Similmente, per proteggere una workstation da un attacco dalla rete, tutti i programmi che processano imput provenienti dalla rete dovrebbero avere un profilo. Alcuni di questi programmi hanno persistenti porte aperte verso la rete, come i client ssh. Alcuni hanno porte aperte transienti, come i browser web, i client di posta e i client IM. Alcuni di tali programmi non hanno porte di rete, tuttavia processano imput provenienti dalla rete con elevati rischi di sicurezza, come OpenOffice cui viene spesso chiesto di aprire immediatamente file .doc che sono stati allegati a messaggi di posta. Tuttavia non c'è bisogno di un profilo per tutti i programmi installati sulla workstation, ma solo per quelli che processano imput provenienti dalla rete.
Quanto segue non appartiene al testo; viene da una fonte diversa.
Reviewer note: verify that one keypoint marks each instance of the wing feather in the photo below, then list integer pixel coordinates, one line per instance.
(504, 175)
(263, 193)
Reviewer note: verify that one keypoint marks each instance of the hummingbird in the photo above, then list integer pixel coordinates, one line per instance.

In una situazione differente, per proteggere una postazione dagli attacchi degli utenti, devono avere un profili tutti i programmi che accettano imput da tastiera e mouse, così come ogni altro lettore di periferiche come i lettori di codici a barre o di bande magnetiche. Questo "modello di minaccia da tastiera" è molto simile al modello di minaccia dalla rete, solo che le minacce arrivano da dispositivi IO locali come una tastiera o un card reader, piuttosto che dalle interfacce di rete.